– Качайся, – мягко сказал он. И он ласково погладил ее под подбородком и сказал: – Агу, агу, агу, – как делали его дяди, или как они делали в его воображении, когда он сам был ребенком, но крошечным, голодным, и без лошадки-качалки. – Качайся. Давай, вперед.
Девочка, казалось, не понимала и продолжала плакать, Тоби наклонился и сам раскачал лошадку, однако девочка не переставала плакать, уже негромко, и слезы текли по ее толстому подбородку; поэтому он поднял ее, обняв своими грязными волосатыми руками ее теплое шелково-мягкое тельце, и сел у огня. Дневник уже почти сгорел, и Тоби не чувствовал вины за то, что его сжег. Пламени угощение понравилось, и оно сверкало, как ряд мстительных глаз, сквозь полуопущенные стеклянные веки камина.
– Ну, согрелась? – спросил Тоби свою одиннадцатимесячную племянницу, которая из-за сонливости и немоты, свойственной младенцам, не могла сказать ни слова в ответ, а спала теперь у него на руках.
Он отнес ее обратно в кроватку, укрыл, хорошенько подоткнув одеяло; и, вернувшись в опустевший и сырой лес, ступая на мертвые и умирающие листья, водворил изумленную и моргающую лошадку назад, в гараж. Иней на траве блестел, словно капли белого супа на зеленой бороде, и дыхание Тоби, когда он поднимался по лестнице, вырывалось, как дым, изо рта не дракона, а всего лишь Тоби Уизерса, окоченевшего от холода.

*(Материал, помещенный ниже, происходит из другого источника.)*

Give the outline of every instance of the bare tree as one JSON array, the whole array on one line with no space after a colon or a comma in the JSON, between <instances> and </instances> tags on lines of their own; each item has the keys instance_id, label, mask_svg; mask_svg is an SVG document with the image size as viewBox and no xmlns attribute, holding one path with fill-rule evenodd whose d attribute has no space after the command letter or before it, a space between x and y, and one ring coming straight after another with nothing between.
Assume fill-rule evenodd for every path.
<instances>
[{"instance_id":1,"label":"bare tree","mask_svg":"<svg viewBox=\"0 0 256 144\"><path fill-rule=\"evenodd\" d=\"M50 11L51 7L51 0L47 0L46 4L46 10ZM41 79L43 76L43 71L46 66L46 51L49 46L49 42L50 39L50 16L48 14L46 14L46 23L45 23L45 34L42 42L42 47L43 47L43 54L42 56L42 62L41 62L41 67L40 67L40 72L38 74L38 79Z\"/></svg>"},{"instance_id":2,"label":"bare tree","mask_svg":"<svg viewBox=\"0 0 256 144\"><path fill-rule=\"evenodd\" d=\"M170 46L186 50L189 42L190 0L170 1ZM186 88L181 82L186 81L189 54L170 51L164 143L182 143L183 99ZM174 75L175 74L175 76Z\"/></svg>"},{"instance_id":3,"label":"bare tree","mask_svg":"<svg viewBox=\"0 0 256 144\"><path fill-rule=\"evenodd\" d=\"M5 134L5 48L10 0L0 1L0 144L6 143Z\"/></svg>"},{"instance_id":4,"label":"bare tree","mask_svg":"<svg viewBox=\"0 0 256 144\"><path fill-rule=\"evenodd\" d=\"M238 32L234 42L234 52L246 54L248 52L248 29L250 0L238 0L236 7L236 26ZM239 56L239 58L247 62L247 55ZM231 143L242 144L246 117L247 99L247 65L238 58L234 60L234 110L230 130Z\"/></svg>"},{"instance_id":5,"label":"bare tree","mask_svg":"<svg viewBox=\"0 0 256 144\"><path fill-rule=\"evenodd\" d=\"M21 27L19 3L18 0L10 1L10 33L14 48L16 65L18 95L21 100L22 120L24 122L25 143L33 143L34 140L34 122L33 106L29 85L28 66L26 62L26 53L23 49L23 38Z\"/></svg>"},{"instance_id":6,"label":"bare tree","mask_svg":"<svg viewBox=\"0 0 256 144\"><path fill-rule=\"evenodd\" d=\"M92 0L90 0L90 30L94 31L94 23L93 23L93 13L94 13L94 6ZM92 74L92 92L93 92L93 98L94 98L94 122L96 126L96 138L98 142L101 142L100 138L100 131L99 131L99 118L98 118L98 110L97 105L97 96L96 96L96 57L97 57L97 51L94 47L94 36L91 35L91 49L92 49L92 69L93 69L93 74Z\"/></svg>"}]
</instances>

А потом он взял свой складной чемодан, который, будучи пустым, сплющился, как гармошка; чемодан принадлежал дяде Луи, умершему от рака в маленькой комнатке наверху с ланолином и желтой кожей, и пахнущей, в пору ранней весны, когда он умер, малиновой наливкой, разлитой в воздухе, окрашенной в синий цвет и слишком сладкой, чтобы ее пробовать, и Тоби положил в чемодан пижаму, расческу, бриллиантин, мыло, электробритву, свитер; захлопнул потертый, глухо звякнувший полупустой чемодан, вышел из дома сестры и переправился на пароме в город, который называли джунглями.
– До свидания, Тоби.
И потом то, что нужно помнить:
– Помни, что поезд идет прямо до пристани. Не выходи на Крайстчерче.
– Помни, что в пути нельзя высовывать голову из окна, иначе она оторвется, скатится между рельсами и будет искромсана, Тоби. Искромсана.
На прошлой неделе был искромсан мужчина, у него остались жена и трое детей.
– Помни, Тоби. Когда сядешь на корабль, вежливо спроси дорогу к своей каюте, если заблудишься; затем ложись спать; ешь крекеры; и всегда иди с кораблем в такт.
– И еще не высовывай голову из иллюминатора.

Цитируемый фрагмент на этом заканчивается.